Kontrak berjangka emas ditutup lebih rendah pada hari Senin, melepaskan sebagian dari keuntungan yang tercatat pada pekan lalu, sementara para trader menunggu data baru dan risalah dari pertemuan kebijakan terbaru Federal Reserve tentang jalur suku bunga Fed yang lebih jelas.
Para investor memilih aset-aset yang lebih berisiko karena sentimen membaik menyusul janji para pejabat Tiongkok untuk meluncurkan lebih banyak langkah-langkah stimulus terhadap sektor properti yang terkepung di negara tersebut.
Pelemahan dolar membantu membatasi penurunan logam mulia.
Indeks dolar turun ke 103,38 atau hampir sebesar 0,5% di tengah spekulasi bahwa Fed akan menahan diri untuk tidak menaikkan suku bunga selama beberapa bulan ke depan dan kemudian mulai menurunkan suku bunga.
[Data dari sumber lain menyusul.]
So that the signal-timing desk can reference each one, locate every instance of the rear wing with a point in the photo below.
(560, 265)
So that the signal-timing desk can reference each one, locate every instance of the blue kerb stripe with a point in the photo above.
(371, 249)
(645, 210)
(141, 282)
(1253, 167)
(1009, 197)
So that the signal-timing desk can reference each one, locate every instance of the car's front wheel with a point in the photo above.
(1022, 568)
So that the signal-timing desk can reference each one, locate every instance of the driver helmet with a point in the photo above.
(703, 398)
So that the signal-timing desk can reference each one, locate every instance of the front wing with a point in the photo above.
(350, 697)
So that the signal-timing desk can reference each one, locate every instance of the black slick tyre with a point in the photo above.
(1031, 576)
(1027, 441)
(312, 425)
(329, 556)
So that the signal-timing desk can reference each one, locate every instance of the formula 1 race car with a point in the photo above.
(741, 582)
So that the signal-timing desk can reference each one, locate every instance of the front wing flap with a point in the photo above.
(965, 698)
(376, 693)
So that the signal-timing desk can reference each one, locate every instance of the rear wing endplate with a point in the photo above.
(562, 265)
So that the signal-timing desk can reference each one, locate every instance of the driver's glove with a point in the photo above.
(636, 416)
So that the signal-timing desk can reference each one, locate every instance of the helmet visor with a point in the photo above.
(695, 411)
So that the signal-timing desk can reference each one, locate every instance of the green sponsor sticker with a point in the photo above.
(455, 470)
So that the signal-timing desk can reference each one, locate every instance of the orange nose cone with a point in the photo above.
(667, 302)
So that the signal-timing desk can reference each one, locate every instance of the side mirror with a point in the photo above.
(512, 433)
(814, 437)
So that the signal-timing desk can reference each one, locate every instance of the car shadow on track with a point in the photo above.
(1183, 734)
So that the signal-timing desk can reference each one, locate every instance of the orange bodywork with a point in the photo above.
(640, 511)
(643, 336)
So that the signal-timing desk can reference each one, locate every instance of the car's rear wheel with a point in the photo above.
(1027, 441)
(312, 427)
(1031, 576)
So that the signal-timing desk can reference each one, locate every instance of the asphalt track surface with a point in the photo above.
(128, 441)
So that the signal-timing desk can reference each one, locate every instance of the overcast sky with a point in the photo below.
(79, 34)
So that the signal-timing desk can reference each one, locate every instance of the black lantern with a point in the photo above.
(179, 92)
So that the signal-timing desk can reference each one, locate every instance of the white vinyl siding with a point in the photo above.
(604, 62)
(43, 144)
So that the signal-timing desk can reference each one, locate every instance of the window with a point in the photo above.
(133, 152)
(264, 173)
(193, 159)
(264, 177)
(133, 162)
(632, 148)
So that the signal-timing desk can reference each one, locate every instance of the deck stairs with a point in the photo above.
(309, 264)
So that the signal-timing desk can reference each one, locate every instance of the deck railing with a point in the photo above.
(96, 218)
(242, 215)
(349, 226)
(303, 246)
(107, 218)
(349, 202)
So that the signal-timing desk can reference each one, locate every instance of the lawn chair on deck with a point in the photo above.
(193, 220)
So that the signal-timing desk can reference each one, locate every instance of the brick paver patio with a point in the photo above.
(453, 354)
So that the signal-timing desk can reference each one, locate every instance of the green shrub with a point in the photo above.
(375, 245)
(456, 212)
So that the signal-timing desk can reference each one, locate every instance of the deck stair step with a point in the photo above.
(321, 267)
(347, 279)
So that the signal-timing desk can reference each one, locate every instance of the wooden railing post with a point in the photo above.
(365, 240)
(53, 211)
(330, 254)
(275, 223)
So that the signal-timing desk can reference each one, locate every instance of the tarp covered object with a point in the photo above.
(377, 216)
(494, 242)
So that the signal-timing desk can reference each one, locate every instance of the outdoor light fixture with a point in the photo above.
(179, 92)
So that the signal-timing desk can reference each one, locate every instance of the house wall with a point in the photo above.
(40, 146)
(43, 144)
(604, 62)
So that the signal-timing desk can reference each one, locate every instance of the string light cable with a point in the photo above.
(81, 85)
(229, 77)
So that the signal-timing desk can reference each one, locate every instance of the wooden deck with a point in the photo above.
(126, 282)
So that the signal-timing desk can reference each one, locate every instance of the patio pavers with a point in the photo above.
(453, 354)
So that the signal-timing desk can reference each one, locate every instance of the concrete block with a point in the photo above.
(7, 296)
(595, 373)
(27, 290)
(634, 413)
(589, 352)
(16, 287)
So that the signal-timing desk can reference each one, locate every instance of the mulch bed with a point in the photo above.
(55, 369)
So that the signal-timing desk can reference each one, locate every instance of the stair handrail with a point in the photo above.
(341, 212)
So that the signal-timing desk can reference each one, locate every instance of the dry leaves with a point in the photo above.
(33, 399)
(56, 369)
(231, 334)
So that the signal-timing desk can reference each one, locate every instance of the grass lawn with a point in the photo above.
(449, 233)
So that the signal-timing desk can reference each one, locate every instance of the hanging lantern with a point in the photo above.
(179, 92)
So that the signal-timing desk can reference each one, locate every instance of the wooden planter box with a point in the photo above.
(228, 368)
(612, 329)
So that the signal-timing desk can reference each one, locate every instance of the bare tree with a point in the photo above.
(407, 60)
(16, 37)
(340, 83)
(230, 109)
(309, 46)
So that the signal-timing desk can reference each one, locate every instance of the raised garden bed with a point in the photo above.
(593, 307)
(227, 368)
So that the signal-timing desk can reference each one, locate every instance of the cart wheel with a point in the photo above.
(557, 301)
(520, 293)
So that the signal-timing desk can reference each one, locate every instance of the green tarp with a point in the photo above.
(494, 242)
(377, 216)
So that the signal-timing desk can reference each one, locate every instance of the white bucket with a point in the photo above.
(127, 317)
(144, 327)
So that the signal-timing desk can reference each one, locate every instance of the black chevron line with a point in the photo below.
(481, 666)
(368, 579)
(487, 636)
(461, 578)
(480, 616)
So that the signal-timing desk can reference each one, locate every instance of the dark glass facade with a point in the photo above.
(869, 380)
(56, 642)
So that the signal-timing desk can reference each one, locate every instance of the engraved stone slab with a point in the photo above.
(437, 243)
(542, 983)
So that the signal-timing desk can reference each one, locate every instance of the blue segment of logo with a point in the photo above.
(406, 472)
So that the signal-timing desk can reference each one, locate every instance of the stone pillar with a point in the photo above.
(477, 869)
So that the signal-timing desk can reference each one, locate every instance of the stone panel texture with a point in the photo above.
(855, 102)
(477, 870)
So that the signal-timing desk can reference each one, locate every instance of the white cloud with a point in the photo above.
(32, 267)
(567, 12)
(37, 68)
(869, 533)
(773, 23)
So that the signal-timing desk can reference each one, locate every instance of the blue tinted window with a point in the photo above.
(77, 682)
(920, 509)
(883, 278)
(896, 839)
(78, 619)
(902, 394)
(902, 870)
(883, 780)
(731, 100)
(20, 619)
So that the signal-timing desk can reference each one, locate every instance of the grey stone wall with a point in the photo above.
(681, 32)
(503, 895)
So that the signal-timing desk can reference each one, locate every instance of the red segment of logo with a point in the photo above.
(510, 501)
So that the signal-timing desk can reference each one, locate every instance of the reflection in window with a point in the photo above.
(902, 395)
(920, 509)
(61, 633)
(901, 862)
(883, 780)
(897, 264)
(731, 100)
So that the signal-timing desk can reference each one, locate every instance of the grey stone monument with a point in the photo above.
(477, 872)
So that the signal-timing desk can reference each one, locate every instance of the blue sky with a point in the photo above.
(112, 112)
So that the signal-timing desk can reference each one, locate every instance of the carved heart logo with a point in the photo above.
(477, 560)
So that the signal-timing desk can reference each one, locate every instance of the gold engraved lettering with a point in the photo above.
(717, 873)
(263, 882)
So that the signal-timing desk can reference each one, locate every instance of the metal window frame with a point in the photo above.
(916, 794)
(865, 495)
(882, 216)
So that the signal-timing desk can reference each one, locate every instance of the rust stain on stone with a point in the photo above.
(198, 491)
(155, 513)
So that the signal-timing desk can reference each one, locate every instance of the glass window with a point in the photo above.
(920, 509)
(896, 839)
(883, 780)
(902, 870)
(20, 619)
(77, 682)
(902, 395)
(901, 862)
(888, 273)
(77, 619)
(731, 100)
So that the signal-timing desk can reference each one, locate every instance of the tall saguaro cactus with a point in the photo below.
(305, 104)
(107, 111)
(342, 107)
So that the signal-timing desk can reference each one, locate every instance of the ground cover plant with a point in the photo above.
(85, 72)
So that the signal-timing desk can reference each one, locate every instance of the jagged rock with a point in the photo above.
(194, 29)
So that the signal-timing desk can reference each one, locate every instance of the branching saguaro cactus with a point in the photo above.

Kontrak berjangka emas untuk bulan Desember ditutup turun sebesar $4,40 pada $1.980,30 per ons.
Kontrak berjangka perak untuk bulan Desember ditutup lebih rendah sebesar $0,238 pada $23,614 per ons, sementara kontrak berjangka tembaga untuk bulan Desember menetap di $3,8140 per pound, naik $0,0755.
Bank sentral Tiongkok mempertahankan suku bunga utama pinjamannya di dekat rekor terendah, seperti yang diperkirakan secara luas, dan juga menambahkan likuiditas ke pasar melalui reverse repo.
Dalam perkembangan lain, bank sentral dan regulator keuangan Tiongkok berjanji pada hari Jumat untuk memastikan dukungan pembiayaan untuk sektor real estat yang terkepung.